Stream: dask

Topic: parallelizing via dask.delayed


view this post on Zulip Michael Levy (Apr 29 2022 at 22:37):

I have a class that has a .run(nsteps) method and that method creates / populates self._ds (an xarray Dataset). So large_obj._ds does not exist when you initialize large_obj, but it gets created when you run large_obj.run(nsteps).

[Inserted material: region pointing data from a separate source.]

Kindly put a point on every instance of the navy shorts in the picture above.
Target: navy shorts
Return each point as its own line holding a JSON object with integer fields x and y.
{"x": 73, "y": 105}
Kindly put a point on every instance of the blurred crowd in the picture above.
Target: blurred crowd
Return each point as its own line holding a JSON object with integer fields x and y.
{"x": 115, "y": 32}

Class objects have datasets with an X dimension, and instead of just having a single object where X=81000, I've constructed a list of 9 objects each with X=9000. I was thinking that I could just do

tmp_list=[]
for smaller_obj in list_of_objs:
    tmp_list.append(dask.delayed(smaller_obj.run)(nsteps)
dask.compute(*tmp_list)

I'm running into two issues:

  1. The dask.compute() call is returning a CancelledError; the entire traceback is in the dask module, so if something in my code is causing this cancellation I don't know where it is
  2. If I run dask.compute(tmp_list[0]) then the task completes in ~1/9 the time of running large_obj.run(nsteps), but list_of_objs[0]._ds does not exist

At this point, I'm more concerned about the second issue than the first -- I thought I was just making a list of tasks for dask to distribute over the cluster, but that's not quite what is happening because otherwise I'd be able to access the ._ds Dataset.

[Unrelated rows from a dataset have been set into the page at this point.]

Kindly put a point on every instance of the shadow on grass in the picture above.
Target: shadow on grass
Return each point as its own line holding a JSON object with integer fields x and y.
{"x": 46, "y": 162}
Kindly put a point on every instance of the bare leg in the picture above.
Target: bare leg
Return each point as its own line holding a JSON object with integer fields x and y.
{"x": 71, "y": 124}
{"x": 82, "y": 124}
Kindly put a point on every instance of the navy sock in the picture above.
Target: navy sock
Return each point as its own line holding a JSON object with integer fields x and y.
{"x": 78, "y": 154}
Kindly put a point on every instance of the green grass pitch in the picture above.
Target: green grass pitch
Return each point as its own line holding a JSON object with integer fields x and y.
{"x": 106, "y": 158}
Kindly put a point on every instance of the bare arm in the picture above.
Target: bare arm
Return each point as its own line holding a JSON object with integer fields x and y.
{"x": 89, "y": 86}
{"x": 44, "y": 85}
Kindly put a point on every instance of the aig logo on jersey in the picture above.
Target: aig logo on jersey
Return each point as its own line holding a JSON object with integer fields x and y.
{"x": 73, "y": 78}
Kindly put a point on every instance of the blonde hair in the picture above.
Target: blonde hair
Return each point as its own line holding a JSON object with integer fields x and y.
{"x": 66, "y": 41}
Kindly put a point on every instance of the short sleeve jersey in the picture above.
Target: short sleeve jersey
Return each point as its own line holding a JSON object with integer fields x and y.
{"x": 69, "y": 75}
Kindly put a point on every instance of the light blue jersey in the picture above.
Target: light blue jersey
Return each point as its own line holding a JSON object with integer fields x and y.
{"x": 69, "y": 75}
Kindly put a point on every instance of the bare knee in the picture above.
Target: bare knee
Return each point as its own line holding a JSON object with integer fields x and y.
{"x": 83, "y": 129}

I wondered if maybe a copy was happening with smaller_obj, so I also tried

tmp_list=[]
for n in range(len(list_of_objs)):
    tmp_list.append(dask.delayed(list_of_objs[n].run)(nsteps)
dask.compute(*tmp_list)

But ran into the same issue. Does anyone here have experience with running something like list_of_objs[:].run(nstep) in parallel?

view this post on Zulip Deepak Cherian (Apr 30 2022 at 03:02):

For (2) you probably have to save the return value from dask.compute. If you're using distributed, it communicates over the network interface and ends up copying objects. So the thing you send is not the thing you get back.

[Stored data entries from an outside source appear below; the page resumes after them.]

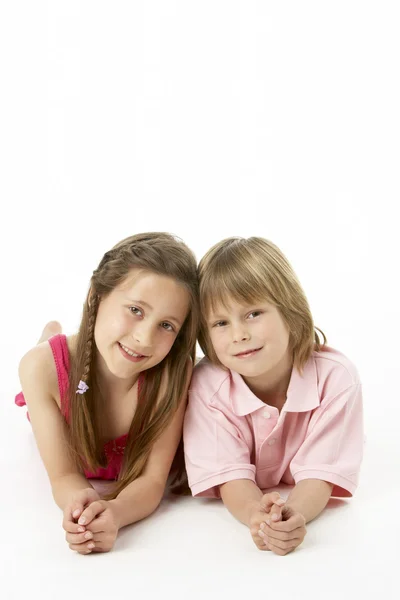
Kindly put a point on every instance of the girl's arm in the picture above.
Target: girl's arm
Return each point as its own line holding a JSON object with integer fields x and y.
{"x": 309, "y": 497}
{"x": 38, "y": 378}
{"x": 141, "y": 497}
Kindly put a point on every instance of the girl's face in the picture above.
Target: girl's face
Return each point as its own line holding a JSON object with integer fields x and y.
{"x": 252, "y": 340}
{"x": 138, "y": 322}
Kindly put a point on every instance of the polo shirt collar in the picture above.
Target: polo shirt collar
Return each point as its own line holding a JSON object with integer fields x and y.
{"x": 302, "y": 394}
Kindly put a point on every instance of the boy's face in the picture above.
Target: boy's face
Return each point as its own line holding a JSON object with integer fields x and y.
{"x": 249, "y": 339}
{"x": 138, "y": 322}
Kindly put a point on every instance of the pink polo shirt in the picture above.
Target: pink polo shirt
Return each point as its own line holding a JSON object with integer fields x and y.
{"x": 230, "y": 434}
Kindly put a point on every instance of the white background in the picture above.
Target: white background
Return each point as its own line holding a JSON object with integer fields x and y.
{"x": 206, "y": 119}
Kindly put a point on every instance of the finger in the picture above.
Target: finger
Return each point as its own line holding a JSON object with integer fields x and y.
{"x": 96, "y": 526}
{"x": 283, "y": 545}
{"x": 280, "y": 551}
{"x": 84, "y": 498}
{"x": 295, "y": 522}
{"x": 79, "y": 538}
{"x": 72, "y": 527}
{"x": 284, "y": 536}
{"x": 275, "y": 514}
{"x": 83, "y": 548}
{"x": 94, "y": 509}
{"x": 268, "y": 500}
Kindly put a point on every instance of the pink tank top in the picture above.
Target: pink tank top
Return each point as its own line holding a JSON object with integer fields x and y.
{"x": 114, "y": 449}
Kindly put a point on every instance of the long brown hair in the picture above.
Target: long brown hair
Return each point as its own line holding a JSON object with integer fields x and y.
{"x": 163, "y": 254}
{"x": 255, "y": 270}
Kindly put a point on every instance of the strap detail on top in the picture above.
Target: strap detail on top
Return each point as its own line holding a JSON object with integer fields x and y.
{"x": 59, "y": 347}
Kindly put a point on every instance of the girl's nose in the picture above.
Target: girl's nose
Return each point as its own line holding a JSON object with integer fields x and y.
{"x": 143, "y": 335}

For (1) I would try changing the dask version either up or down. Things are. moving. quite rapidly, so it could just be a bug.

view this post on Zulip Michael Levy (May 02 2022 at 14:54):

I updated to the latest dask (I think I went from a Dec 2021 release to Apr 2022), and the problem persisted. I tried to make a simple example that mimicked the structure of my code, but it ran fine... some it seems likely the issue is in code I wrote. Bummer.

view this post on Zulip Michael Levy (May 02 2022 at 15:05):

Although I realize I was running my test case on a (casper) login node and the actual notebook on a compute node -- if I start on the login node for the actual code, I get StreamClosedError instead of the CancelledError; in that case, it does look like the jobs are being sent out to the cluster, and the error is thrown when the tasks return results

view this post on Zulip Deepak Cherian (May 02 2022 at 16:31):

Can you run a small subset of your problem in serial?

with dask.config.set(scheduler="sync"):
    dask.compute(...)

This is just a for-loop over tasks and lets you check for errors. Since dask.compute(tmp_list[0]) succeeded maybe this won't help but perhaps the problem is not in the first task but some other one?

view this post on Zulip Michael Levy (May 02 2022 at 16:33):

@Deepak Cherian I can try that, but currently I'm running with

for n in range(len(feisty_drivers)):
    tmp_output.append(dask.delayed(feisty_drivers[n].run)(nsteps,return_ds=True))
results = dask.persist(*tmp_output)
for n, tmp in enumerate(results):
    feisty_drivers[n]._ds = tmp.compute()

and getting multiple tasks sent to the schedule at once. It seems weird to combine the dask.persist and .compute() calls, but I'm getting ~3x speed-up when running on a single node with 9 workers, and I can run 5 years without a problem. I did run into an issue with a longer run -- when I tried a 9 year run, I started seeing

distributed.scheduler - ERROR - Couldn't gather keys

view this post on Zulip Michael Levy (May 02 2022 at 16:54):

Yup, calling dask.compute(*tmp_output) with dask.config.set(scheduler="sync") ran fine (and even dumped output from my .run() function to stdout instead of losing it to the void / log files that I never look at)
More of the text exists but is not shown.